Cloud Text-to-Speech basics

Text-to-Speech allows developers to create natural-sounding, synthetic human speech as playable audio. You can use the audio data files you create using Text-to-Speech to power your applications or augment media like videos or audio recordings (in compliance with the Google Cloud Platform Terms of Service including compliance with all applicable law).

Text-to-Speech converts text or Speech Synthesis Markup Language (SSML) input into audio data like MP3 or LINEAR16 (the encoding used in WAV files).

This document is a guide to the fundamental concepts of using Text-to-Speech. Before diving into the API itself, review the quickstarts.

Basic example

Text-to-Speech is ideal for any application that plays audio of human speech to users. It allows you to convert arbitrary strings, words, and sentences into the sound of a person speaking the same things.

Imagine that you have a voice assistant app that provides natural language feedback to your users as playable audio files. Your app might take an action and then provide human speech as feedback to the user.

For example, your app may want to report that it successfully added an event to the user's calendar. Your app constructs a response string to report the success to the user, something like "I've added the event to your calendar."

With Text-to-Speech, you can convert that response string to actual human speech to play back to the user, similar to the example provided below.

Example 1. Audio file generated from Text-to-Speech

To create an audio file like example 1, you send a request to Text-to-Speech like the following code snippet.

curl -H "Authorization: Bearer "$(gcloud auth print-access-token) -H "x-goog-user-project: <var>PROJECT_ID</var>" -H "Content-Type: application/json; charset=utf-8" --data "{
  'input':{
    'text':'I\'ve added the event to your calendar.'
  },
  'voice':{
    'languageCode':'en-gb',
    'name':'en-GB-Standard-A',
    'ssmlGender':'FEMALE'
  },
  'audioConfig':{
    'audioEncoding':'MP3'
  }
}" "https://texttospeech.googleapis.com/v1/text:synthesize"

Speech synthesis

The process of translating text input into audio data is called synthesis and the output of synthesis is called synthetic speech. Text-to-Speech takes two types of input: raw text or SSML-formatted data (discussed below). To create a new audio file, you call the synthesize endpoint of the API.

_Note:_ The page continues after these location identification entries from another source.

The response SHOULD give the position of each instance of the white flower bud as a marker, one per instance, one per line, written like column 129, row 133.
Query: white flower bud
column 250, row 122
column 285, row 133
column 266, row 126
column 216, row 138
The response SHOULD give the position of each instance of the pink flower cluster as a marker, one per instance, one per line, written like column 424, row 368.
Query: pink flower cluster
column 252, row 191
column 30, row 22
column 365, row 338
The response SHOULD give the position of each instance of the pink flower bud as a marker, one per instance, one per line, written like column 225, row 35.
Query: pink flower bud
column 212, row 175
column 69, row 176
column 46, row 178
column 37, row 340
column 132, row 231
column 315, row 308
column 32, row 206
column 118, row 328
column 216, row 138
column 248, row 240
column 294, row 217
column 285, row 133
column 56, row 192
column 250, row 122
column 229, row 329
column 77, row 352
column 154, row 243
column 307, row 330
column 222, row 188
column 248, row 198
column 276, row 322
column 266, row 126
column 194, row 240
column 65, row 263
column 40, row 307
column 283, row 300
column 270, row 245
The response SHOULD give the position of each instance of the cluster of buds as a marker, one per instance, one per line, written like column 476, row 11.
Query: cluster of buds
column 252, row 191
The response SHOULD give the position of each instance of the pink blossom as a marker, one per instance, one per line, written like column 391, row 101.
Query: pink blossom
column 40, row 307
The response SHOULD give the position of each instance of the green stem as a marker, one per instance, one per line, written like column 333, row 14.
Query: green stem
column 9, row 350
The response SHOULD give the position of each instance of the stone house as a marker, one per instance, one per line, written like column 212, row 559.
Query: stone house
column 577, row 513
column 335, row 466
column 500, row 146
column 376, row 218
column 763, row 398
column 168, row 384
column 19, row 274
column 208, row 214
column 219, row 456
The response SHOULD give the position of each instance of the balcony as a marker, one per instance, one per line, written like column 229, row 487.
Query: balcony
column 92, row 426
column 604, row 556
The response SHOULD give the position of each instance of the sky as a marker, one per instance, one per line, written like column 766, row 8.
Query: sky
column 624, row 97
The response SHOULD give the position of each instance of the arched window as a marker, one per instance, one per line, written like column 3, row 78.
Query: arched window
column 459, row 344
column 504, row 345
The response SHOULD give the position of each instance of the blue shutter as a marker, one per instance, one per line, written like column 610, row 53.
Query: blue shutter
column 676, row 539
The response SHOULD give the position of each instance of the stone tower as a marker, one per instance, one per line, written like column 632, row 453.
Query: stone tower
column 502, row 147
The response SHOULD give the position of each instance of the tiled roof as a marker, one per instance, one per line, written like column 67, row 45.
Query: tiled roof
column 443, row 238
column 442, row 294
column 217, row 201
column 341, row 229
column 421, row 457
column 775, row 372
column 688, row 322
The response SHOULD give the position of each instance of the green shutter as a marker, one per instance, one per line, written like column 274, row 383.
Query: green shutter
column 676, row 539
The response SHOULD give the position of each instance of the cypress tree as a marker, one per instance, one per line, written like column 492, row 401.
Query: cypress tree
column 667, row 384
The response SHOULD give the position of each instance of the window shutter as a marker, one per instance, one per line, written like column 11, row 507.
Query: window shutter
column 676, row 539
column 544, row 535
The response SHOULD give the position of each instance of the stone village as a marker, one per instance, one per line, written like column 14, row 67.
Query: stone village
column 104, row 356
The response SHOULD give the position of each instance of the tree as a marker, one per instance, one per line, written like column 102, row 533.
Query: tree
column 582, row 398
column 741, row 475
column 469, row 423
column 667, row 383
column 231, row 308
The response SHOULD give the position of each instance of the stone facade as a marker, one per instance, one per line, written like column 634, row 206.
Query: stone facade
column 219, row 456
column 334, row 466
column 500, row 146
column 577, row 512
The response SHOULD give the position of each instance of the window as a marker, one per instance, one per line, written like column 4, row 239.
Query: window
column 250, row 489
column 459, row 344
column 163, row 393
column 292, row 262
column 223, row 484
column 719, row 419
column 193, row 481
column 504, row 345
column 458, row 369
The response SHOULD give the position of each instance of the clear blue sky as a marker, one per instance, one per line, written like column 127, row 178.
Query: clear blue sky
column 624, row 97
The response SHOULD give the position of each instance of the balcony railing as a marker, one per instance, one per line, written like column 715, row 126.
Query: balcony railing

The speech synthesis process generates raw audio data as a base64-encoded string. You must decode the base64-encoded string into an audio file before an application can play it. Most platforms and operating systems have tools for decoding base64 text into playable media files.

To learn more about synthesis, review the quickstarts or the Creating Voice Audio Files page.

Voices

Text-to-Speech creates raw audio data of natural, human speech. That is, it creates audio that sounds like a person talking. When you send a synthesis request to Text-to-Speech, you must specify a voice that 'speaks' the words.

Text-to-Speech has a wide selection of custom voices available for you to use. The voices differ by language, gender, and accent (for some languages). For example, you can create audio that mimics the sound of a female English speaker with a British accent like example 1, above. You can also convert the same text into a different voice, say a male English speaker with an Australian accent.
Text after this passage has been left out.